Back in June we launched PPE for Fisheries, a campaign to support fishers and seafood traders in Peru’s small fishing villages with the necessary protective gear and sanitation supplies to safely provide fish — a vital source of nutrition — to the Peruvian population. This project was developed in response to the crises of worker safety and food supply caused by Covid-19. Since then, we have been able to expand PPE for Fisheries from its initial connection with three villages to provide protective equipment, supporting over 7400 fishers at 8 villages up and down the coast.
Our initial fundraising drive raised around $6000US from a diverse range of donors, providing resources directly to fishers and supporting logistics to identify communities in need and coordinate delivery.
What we’ve been doing
Since then, we’ve also delivered PPE to Yacila, Paita, El Ñuro, and Los Organos, and we’re working on sourcing equipment for women seafood workers in Quilca and El Ñuro.
To date, we have supplied:
2440 reusable fabric masks
320 liters of liquid soap
140 liters of sanitizer
11 cleaning backpacks for sanitizing boat decks
10 full-body protective suits
So far, the PPE and protective gear we have supplied has reflected what fishers and local leaders told us they needed to return safely to work. Now we’re extending our support beyond the fishers themselves, to include the people that work along the supply chain. Landing sites are the next major areas we have identified for support, as they are an important gathering point (and risk area) where women, kids, and buyers all intersect as they offload, coordinate, and pick up fish. Along with PPE, landing site workers need additional resources to help with worker safety, like thermometers and plastic tubs for handwashing and boot sanitation.
Donate to PPE for Fisheries here and help us get the next delivery of equipment to fishers.
From the beginning, we knew that fisher health in the time of Covid-19 was more complex than just providing access to PPE. Along with the expanded community needs for first aid kits on boats and protective gear for workers at other nodes in the supply chain, we’ve learned more about the chronic systemic health issues that some communities are dealing with: some communities lack medical infrastructure, don’t have full-time medical staff living locally, or access to preventative care.
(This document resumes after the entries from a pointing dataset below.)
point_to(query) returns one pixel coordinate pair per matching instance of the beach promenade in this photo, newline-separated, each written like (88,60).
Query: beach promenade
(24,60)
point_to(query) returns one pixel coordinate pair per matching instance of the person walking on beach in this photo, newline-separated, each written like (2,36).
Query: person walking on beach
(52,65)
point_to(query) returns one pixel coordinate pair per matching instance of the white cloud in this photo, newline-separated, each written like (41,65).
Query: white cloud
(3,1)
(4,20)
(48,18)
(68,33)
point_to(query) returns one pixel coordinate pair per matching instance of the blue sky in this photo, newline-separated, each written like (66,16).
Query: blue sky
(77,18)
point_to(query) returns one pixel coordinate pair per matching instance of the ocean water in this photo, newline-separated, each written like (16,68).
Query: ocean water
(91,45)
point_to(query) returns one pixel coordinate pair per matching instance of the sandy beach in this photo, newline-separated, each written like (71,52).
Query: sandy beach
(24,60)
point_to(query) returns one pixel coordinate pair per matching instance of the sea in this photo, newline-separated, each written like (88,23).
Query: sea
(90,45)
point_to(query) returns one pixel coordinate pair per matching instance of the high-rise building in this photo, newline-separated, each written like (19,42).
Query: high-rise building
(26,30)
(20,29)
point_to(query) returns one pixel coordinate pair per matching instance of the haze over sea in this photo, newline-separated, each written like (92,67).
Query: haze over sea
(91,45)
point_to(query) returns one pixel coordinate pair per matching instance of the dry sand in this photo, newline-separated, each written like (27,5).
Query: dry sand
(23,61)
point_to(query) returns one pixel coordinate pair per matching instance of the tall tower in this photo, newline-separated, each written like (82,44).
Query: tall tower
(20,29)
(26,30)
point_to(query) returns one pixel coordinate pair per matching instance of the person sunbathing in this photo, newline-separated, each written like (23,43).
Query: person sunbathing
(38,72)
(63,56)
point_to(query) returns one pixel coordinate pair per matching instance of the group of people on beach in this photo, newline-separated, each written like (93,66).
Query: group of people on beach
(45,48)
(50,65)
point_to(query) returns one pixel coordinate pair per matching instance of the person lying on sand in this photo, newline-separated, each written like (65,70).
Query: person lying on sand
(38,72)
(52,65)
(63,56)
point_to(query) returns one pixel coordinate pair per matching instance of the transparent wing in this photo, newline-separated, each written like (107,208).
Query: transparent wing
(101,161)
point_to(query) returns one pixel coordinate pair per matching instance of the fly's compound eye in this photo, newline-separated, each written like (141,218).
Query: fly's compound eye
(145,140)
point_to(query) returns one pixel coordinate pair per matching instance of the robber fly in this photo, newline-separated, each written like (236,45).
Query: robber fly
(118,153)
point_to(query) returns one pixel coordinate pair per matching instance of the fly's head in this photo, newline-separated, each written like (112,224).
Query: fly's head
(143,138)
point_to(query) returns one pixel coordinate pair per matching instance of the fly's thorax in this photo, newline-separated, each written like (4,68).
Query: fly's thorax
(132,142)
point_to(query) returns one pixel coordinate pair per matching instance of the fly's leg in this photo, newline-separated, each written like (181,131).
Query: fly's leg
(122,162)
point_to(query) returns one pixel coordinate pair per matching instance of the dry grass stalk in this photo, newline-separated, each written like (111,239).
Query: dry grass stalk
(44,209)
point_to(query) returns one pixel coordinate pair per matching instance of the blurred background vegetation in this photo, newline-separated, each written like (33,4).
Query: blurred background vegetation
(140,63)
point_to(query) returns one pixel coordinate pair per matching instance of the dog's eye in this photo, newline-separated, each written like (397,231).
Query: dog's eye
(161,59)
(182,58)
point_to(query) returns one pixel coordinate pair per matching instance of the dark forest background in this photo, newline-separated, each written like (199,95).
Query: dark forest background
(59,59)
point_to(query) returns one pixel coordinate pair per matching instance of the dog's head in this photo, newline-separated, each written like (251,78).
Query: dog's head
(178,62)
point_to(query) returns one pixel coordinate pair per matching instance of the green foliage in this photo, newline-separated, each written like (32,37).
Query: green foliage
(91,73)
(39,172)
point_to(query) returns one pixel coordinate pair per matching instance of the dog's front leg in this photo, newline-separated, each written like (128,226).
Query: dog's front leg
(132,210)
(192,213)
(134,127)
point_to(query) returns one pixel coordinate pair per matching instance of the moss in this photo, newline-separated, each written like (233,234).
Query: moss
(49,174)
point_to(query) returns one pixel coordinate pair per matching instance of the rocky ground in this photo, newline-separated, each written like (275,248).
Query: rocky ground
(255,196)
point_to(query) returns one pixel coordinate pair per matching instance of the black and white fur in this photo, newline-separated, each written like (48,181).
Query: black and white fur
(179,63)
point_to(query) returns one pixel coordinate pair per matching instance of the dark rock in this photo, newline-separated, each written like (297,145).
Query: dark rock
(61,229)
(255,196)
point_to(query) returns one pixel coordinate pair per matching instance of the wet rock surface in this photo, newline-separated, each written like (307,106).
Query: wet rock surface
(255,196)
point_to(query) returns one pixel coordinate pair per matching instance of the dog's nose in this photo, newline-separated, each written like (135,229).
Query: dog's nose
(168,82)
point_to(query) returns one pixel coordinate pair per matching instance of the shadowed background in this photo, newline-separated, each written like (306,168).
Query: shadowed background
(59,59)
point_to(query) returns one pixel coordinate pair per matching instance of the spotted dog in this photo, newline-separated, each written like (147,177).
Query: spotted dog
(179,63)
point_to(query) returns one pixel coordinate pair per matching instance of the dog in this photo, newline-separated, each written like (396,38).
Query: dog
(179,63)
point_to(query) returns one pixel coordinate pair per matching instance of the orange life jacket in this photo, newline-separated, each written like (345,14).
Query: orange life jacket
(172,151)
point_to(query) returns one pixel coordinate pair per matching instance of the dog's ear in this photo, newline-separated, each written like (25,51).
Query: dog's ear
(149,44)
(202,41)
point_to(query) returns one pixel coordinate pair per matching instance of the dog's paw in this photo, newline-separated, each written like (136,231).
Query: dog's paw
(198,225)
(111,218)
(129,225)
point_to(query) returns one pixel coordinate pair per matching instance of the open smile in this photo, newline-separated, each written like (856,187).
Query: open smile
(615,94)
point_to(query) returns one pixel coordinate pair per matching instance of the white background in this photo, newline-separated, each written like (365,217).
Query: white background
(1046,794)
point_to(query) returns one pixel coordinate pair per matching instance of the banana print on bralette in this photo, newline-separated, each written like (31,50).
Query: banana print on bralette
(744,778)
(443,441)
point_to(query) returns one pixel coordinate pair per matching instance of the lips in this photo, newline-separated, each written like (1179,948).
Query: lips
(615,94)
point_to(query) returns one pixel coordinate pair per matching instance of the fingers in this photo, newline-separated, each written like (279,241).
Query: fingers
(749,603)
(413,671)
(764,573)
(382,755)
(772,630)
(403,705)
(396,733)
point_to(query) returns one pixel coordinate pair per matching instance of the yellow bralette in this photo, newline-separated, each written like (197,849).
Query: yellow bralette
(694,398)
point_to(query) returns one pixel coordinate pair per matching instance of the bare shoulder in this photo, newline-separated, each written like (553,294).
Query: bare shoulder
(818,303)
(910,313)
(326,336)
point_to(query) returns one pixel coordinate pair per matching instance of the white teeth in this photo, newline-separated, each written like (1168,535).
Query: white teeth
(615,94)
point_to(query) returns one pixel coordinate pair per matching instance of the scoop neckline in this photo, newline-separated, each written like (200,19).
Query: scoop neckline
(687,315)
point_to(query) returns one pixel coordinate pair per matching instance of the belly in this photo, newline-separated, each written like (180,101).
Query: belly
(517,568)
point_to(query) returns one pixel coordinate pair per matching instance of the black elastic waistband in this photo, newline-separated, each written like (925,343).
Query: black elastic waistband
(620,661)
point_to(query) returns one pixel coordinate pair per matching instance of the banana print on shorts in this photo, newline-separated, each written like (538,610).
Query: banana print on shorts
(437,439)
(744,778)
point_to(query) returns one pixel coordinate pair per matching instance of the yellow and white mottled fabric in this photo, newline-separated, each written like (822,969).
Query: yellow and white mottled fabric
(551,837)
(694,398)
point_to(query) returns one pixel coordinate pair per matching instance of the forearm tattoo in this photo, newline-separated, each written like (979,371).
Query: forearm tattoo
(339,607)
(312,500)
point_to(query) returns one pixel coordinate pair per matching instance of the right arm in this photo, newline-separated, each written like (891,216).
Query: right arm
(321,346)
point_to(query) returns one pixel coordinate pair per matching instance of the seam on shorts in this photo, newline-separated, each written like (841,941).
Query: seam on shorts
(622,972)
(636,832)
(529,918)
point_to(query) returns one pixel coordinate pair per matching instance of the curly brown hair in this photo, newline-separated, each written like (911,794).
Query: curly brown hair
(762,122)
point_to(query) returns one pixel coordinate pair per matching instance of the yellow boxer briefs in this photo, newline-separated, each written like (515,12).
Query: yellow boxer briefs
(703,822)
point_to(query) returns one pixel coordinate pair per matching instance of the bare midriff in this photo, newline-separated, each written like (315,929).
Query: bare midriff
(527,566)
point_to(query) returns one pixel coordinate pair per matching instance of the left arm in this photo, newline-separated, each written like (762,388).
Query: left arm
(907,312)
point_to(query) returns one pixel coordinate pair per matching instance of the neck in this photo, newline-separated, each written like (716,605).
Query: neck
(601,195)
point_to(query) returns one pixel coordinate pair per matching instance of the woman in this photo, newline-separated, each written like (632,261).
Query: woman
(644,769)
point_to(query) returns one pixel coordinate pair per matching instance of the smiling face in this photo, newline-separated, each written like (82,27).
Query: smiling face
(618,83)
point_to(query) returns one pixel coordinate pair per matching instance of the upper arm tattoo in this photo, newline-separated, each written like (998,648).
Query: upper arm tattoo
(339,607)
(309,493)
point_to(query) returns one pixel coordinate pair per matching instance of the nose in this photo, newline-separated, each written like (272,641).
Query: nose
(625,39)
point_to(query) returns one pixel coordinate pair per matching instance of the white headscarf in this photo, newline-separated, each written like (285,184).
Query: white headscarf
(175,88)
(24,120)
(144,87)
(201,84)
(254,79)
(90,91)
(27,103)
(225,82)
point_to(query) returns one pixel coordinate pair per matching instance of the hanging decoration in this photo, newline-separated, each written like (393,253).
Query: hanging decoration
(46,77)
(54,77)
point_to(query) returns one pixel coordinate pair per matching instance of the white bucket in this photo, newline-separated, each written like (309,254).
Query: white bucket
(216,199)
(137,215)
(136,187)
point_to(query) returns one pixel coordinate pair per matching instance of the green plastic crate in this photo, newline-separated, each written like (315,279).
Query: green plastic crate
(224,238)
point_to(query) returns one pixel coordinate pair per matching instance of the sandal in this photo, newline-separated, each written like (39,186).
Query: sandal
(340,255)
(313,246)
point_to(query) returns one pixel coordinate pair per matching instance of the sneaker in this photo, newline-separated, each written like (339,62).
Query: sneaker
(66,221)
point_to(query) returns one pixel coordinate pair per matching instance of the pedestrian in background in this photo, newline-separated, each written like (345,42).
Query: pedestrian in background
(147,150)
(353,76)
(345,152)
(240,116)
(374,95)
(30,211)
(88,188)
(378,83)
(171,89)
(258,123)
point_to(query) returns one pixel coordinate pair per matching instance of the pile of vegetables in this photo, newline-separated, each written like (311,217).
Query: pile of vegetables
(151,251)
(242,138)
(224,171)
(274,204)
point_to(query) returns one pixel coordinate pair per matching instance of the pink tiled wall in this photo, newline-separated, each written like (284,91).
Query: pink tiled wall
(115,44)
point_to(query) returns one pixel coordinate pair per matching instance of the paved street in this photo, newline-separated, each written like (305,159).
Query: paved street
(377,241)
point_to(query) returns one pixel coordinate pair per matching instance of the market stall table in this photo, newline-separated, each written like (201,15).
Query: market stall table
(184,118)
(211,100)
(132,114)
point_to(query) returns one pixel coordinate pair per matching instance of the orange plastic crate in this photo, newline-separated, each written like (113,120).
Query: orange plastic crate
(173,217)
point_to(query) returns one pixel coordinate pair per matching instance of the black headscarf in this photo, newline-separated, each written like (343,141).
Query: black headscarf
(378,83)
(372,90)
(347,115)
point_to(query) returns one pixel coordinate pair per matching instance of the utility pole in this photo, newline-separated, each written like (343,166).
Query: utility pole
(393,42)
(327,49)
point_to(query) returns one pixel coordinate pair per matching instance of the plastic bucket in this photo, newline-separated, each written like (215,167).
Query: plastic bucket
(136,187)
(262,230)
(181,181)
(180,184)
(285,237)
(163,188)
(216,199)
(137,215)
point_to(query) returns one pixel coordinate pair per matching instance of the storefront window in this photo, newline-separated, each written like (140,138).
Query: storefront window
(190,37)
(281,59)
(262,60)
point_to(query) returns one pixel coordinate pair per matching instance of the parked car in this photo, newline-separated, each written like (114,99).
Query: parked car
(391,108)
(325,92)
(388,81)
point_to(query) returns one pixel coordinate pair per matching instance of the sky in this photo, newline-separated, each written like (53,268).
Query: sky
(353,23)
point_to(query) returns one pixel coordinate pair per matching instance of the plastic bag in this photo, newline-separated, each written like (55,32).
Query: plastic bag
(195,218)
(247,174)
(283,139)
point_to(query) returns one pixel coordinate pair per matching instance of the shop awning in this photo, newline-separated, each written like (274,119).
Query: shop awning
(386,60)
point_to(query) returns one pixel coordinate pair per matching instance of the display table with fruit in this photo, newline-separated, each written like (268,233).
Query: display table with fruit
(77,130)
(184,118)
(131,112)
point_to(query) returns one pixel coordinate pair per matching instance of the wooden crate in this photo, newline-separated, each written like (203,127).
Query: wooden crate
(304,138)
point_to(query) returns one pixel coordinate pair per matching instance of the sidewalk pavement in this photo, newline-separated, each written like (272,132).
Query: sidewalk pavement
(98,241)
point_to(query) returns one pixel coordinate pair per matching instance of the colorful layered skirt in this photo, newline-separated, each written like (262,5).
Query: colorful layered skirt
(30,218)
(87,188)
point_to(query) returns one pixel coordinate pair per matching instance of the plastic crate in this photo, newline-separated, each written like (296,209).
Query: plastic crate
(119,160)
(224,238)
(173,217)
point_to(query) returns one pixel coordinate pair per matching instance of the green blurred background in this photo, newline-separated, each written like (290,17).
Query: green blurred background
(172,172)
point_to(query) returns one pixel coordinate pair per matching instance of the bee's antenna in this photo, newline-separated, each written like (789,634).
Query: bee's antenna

These are complex problems that can’t be fixed overnight. We’ve begun conversations with allies and potential partners about these issues, and are looking at ways to support wider health needs in the area. As our work in Peru continues, we’re thinking about the ways we can engage with the wider healthcare system, because we know that healthy oceans, healthy fishers, and healthy communities are deeply intertwined.